Of course, some of the Sixth could read German, and they borrowed his papers, and were much surprised that Wundt really believed such absolute rot against the evidence of our papers. But he was simply blind, and went so far as to say that he'd sooner believe the pettiest little German rag than all our swaggerest papers, let alone the Merivale Weekly Trumpet, which was fearfully warlike, because the editor had a son who was training for the Front.
But most of all, Wundt hated Punch, and, finding this out, we used to slip the cartoons into his desk, and put them under his pillow, and arrange them elsewhere where he must find them. These made him fairly foam at the mouth, and he said he hoped the first thing the Germans would do, when they got to London, would be to go to Punch and put the men who drew the pictures and made the jokes to the sword.
No doubt it was because they were so jolly true.
The masters were very decent to Wundt, especially Fortescue, who saw how trying it must be for him, living in an enemy's country; and when Wundt told me in secret that he felt his position was becoming unbearable, and that he had written and asked if he could be exchanged for a prisoner, or something. He said in a gloomy sort of voice: "I may tell you I haven't wasted my time here, and perhaps some day Doctor Dunston and you chaps will know it to your cost."
Well, though friendly enough to Wundt, I didn't much like that, and told my own special chum, Manwaring, what he'd said; and Manwaring told me that in his opinion Wundt ought to be neutralised immediately. But I knew enough of Wundt to feel certain he could never be properly neutralised, because he had told me that once a German always a German, and that he'd rather be a dead German than a living King of England, and that if he had to stop in England for a million years, he'd still be as German as ever, if not more so.
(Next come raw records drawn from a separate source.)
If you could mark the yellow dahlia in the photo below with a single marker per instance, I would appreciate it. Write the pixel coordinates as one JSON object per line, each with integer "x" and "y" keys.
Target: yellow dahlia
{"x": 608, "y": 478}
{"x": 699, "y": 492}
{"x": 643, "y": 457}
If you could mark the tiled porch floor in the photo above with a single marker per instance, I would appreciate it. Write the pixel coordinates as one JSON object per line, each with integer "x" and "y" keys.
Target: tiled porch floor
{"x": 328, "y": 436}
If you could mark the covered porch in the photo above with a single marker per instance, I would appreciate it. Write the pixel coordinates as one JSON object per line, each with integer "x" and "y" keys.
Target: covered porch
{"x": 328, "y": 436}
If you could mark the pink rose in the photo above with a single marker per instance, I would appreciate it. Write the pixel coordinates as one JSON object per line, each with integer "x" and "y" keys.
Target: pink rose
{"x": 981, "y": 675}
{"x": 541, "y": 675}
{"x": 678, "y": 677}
And he'd also fairly shaken with pride because he'd read somewhere that the Kaiser had said that he would give any doctor a hundred thousand marks if he would draw every drop of English blood out of his veins. And when he said it, Tracey had answered that if the Kaiser came over to England, there were plenty of doctors who would oblige him for half the money.
But now I thought, without any unkind feeling to Wundt, that I ought to tell Travers major, as head of the school, of his dark threats; and I did; and Travers thanked me and said I was quite right to tell him, because war is war, and you never know.
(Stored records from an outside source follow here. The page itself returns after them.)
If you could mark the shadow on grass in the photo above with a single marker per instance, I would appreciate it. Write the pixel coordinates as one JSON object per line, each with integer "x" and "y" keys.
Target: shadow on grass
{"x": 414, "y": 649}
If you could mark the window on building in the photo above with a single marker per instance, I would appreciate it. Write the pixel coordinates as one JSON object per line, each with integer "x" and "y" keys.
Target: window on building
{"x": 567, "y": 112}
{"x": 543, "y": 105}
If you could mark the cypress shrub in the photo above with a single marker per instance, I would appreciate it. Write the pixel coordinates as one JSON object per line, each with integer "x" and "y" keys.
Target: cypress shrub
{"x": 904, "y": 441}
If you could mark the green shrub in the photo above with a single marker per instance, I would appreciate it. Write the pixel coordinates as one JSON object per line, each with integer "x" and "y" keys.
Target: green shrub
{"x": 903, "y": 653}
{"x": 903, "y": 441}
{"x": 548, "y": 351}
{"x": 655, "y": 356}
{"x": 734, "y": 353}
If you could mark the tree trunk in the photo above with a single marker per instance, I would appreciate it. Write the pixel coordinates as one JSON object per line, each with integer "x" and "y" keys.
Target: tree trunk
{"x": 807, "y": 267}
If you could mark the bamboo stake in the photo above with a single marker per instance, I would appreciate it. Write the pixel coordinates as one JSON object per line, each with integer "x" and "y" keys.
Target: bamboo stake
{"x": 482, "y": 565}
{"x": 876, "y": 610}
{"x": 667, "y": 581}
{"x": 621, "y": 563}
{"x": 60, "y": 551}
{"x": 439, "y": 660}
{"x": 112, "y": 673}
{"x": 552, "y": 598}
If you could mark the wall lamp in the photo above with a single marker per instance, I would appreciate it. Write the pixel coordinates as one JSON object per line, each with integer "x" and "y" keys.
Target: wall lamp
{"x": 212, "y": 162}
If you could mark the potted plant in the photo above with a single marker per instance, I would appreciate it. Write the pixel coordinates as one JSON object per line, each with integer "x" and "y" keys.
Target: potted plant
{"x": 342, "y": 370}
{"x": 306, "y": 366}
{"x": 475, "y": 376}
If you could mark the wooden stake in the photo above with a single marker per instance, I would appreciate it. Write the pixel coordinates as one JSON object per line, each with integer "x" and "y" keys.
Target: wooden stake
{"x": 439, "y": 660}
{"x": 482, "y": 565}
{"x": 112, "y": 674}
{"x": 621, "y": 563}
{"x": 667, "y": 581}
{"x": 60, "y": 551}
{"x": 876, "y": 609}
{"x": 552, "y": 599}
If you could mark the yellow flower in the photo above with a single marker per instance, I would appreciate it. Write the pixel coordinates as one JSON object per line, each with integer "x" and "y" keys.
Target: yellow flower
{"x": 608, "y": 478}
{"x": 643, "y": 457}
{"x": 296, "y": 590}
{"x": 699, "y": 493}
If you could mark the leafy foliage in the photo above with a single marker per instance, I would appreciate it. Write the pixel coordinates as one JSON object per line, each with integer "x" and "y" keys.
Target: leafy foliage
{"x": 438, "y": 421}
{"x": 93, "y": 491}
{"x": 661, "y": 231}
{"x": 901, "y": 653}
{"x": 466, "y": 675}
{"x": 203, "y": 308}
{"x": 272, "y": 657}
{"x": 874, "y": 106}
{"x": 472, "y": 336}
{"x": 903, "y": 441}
Of course, if Wundt was going to turn out to be a spy, it wasn't possible for me to be his friend, and I told him so. And he saw that. He said he was sorry, if anything, to lose my friendship, but he should always do all that he considered right in the service of his country, and he couldn't let me stand between him and his duty. Which amounted to admitting that he was a spy, or, at any rate, was trying to be one; for, of course, at Merivale a spy was no more use than he would have been at the North Pole. There was simply nothing to spy about, except the photographs of new girls on Brown's mantelpiece.
Then Travers made a move, and he was sorry to do it; but he was going to be a soldier, just as much as Wundt was, and though he never jawed about Woolwich like Wundt did about Potsdam, yet he was quite as military at heart; and though he didn't wear the English colours inside his waistcoat lining, like Wundt wore the German colours, as he admitted to me in a friendly moment, yet Travers felt just as keen about England as Wundt did about Germany, and quite as cast down when we heard about Mons as Wundt was when he heard about the retreat on the Marne. He pretended, of course, it was only strategy, but he knew jolly well it wasn't.
Then Travers major reluctantly decided that, with a spy, certain things must be done. He didn't like doing them, but they had to be done. And the first thing was to prove it.